Question

limit x extends to k Find (Tan x - Tan k) /(Sin x - Sin k)​

Answer 1

$\large\underline{\sf{Solution-}}$

Given expression is

$\rm :\longmapsto\:\displaystyle\lim_{x \to k}\sf \frac{tanx - tank}{sinx - sink}$

If we put directly x = k, we get indeterminant form.
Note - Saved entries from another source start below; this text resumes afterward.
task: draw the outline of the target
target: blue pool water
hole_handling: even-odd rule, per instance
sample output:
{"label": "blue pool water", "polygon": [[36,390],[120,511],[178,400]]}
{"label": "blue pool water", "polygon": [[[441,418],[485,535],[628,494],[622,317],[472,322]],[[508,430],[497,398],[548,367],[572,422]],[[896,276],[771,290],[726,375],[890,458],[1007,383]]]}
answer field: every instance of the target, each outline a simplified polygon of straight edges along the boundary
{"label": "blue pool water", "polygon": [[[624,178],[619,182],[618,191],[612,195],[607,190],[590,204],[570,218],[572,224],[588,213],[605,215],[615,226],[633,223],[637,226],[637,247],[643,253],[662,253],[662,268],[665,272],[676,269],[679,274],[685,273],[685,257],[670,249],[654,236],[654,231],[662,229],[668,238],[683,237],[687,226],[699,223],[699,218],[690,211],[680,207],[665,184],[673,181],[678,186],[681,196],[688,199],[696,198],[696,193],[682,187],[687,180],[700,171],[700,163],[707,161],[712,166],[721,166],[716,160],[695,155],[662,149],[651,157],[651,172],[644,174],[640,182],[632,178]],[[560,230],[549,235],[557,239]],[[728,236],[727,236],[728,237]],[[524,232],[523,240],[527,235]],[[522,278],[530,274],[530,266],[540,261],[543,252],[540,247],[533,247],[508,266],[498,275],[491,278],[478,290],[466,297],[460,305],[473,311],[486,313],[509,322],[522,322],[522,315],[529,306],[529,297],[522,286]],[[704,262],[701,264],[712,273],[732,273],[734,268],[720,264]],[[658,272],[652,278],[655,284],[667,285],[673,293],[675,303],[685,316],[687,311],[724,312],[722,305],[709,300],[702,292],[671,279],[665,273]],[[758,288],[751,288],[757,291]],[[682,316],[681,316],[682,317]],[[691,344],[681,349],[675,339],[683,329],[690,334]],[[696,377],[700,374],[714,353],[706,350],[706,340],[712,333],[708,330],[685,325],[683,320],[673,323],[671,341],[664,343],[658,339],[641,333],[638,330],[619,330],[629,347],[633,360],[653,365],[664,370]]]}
So, to evaluate this limit,

We know,

$\red{ \boxed{ \sf{ \:sinx - siny = 2cos\bigg[\dfrac{x + y}{2} \bigg]sin\bigg[\dfrac{x - y}{2} \bigg]}}}$

So, using this, we get,

$\rm \:  =  \: \displaystyle\lim_{x \to k}\sf \frac{ \dfrac{sinx}{cosx} - \dfrac{sink}{cosk} }{2cos\bigg[\dfrac{x + k}{2} \bigg]sin\bigg[\dfrac{x - k}{2} \bigg]}$

$\rm \:  =  \: \dfrac{1}{2cos\bigg[\dfrac{k + k}{2} \bigg]}\displaystyle\lim_{x \to k}\sf \frac{sinxcosk - sinkcosx}{cosk \: cosx \times sin\bigg[\dfrac{x - k}{2} \bigg]}$

We know,

$\red{ \boxed{ \sf{ \:sinx \: cosy - siny \: cosx = sin(x - y)}}}$

So, using this identity, we get

$\rm \:  =  \: \dfrac{1}{2cos\bigg[\dfrac{2k}{2} \bigg] \times cosk \: cosk}\displaystyle\lim_{x \to k}\sf \frac{sin(x - k)}{sin\bigg[\dfrac{x - k}{2} \bigg]}$

We know,

$\red{ \boxed{ \sf{ \:sin2x = 2sinx \: cosx}}}$

So, using this identity, we get

$\rm \:  =  \: \dfrac{1}{2 {cos}^{3}k} \: \displaystyle\lim_{x \to k}\sf \frac{2sin\bigg[\dfrac{x - k}{2} \bigg]cos\bigg[\dfrac{x - k}{2} \bigg]}{sin\bigg[\dfrac{x - k}{2} \bigg]}$

$\rm \:  =  \: \dfrac{1}{{cos}^{3}k} \: \displaystyle\lim_{x \to k}\sf cos\bigg[\dfrac{x - k}{2} \bigg]$

$\rm \:  =  \: \dfrac{1}{{cos}^{3}k} \: \times \sf cos\bigg[\dfrac{k - k}{2} \bigg]$

$\rm \:  =  \: \dfrac{1}{{cos}^{3}k} \: \times \sf cos\bigg[\dfrac{0}{2} \bigg]$

$\rm \:  =  \: \dfrac{1}{{cos}^{3}k} \: \times \sf 1$

$\rm \:  =  \: \dfrac{1}{{cos}^{3}k}$

$\rm \:  =  \: {sec}^{3}k$

Hence,

$\rm :\longmapsto\:\red{ \boxed{ \sf{ \: \: \:\displaystyle\lim_{x \to k}\sf \frac{tanx - tank}{sinx - sink} = {sec}^{3}k \: \: \: }}}$

Additional Information :-

$\red{ \boxed{ \sf{ \:\displaystyle\lim_{x \to 0}\sf \frac{sinx}{x} \: =1 \: }}}$

$\red{ \boxed{ \sf{ \:\displaystyle\lim_{x \to 0}\sf \frac{tanx}{x} \: =1 \: }}}$

$\red{ \boxed{ \sf{ \:\displaystyle\lim_{x \to 0}\sf \frac{log(1 + x)}{x} \: =1 \: }}}$

$\red{ \boxed{ \sf{ \:\displaystyle\lim_{x \to 0}\sf \frac{ {e}^{x} - 1}{x} \: =1 \: }}}$

$\red{ \boxed{ \sf{ \:\displaystyle\lim_{x \to 0}\sf \frac{ {a}^{x} - 1}{x} \: =loga \: }}}$